Questo era Settimio.
Settimio ad ottanta anni aveva perso molto: un fratello, la moglie, qualche ricordo, un po’ di udito, ma sicuramente aveva ancora intero un amore incrollabile e antico per la bicicletta.
Il nuovo amore era invece il suo “Nini”, suo nipote Paolino che adesso aveva sette anni e le ginocchia sempre sbucciate e piene di croste spesse come gusci d’ostrica.
Sette anni prima, ad ottobre, proprio il giorno in cui si rimetteva l’ora legale, mentre spostava la lancetta dell’orologio dalle 11 alle 10, era arrivata la telefonata dall’ospedale.
-“ Babbo, è maschio e pesa tre chili e due – urlava euforico suo figlio Marco, senza però sentire risposta dall’altro capo.
Dopo un silenzio allarmante, preoccupato Marco aveva chiamato:”Babbo, Babbo!!”
E solo allora una voce ancora in ritardo aveva detto strozzata:”Sì, arrivo”e poi si era sentito di nuovo silenzio e una soffiata di naso forte da grande occasione.
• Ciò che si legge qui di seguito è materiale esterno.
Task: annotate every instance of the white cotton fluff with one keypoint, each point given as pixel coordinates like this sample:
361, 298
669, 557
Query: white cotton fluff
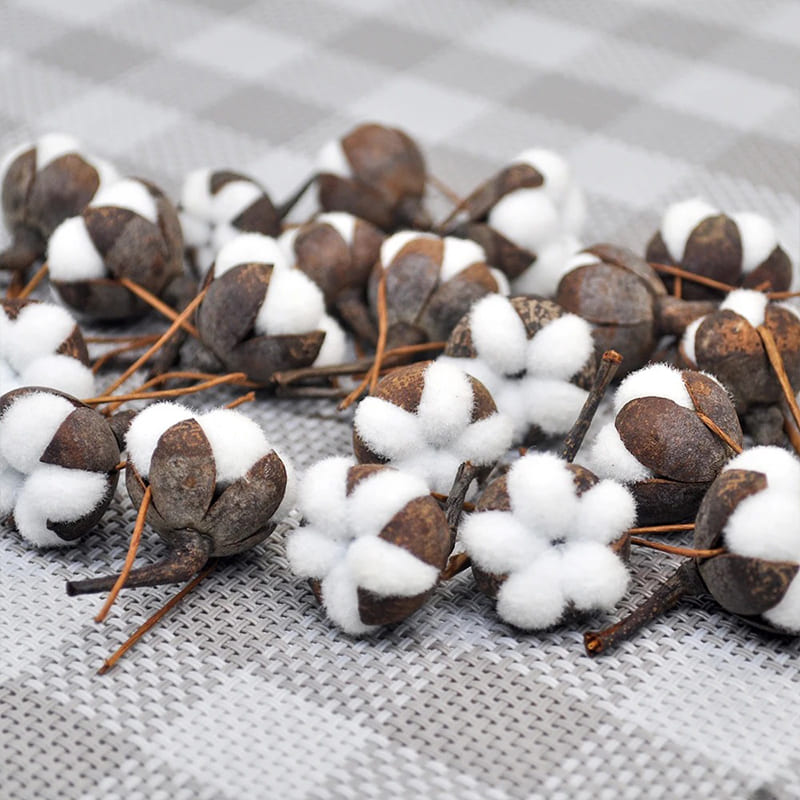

Settimio aveva agganciato la cornetta e si era messo a sedere in cucina a frignare lacrimone grosse e a mangiare un pezzo di cioccolata dell’uovo con una fetta di pane, come faceva sempre quando era contento.
Era diventato nonno.
Aveva inforcato la bicicletta, senza nemmeno mettersi una giacca o un paltò, come usava chiamare lui il cappotto, e aveva pedalato con la sensazione di avere le ruote così gonfie, da sentirsi sollevato da terra.
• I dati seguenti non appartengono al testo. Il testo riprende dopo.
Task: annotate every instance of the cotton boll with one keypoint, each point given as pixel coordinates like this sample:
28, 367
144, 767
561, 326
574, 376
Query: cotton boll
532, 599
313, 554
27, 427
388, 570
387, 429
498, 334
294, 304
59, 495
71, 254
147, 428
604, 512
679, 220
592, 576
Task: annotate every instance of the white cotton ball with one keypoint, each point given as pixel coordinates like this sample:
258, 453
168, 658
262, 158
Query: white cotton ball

E un po’era come se avesse davvero volato perché, se si fosse fermato a pensarci, non sarebbe riuscito a ricordare quale strada avesse fatto per raggiungere l’ospedale.
Poi ricordava solo di essere entrato in una camera che già odorava di latte e di aver visto Ilaria, sua nuora, con le guance rosse e spettinata, a letto con le braccia nella stessa posizione delle madonne ritratte nelle chiese, quelle poche volte che c’era entrato.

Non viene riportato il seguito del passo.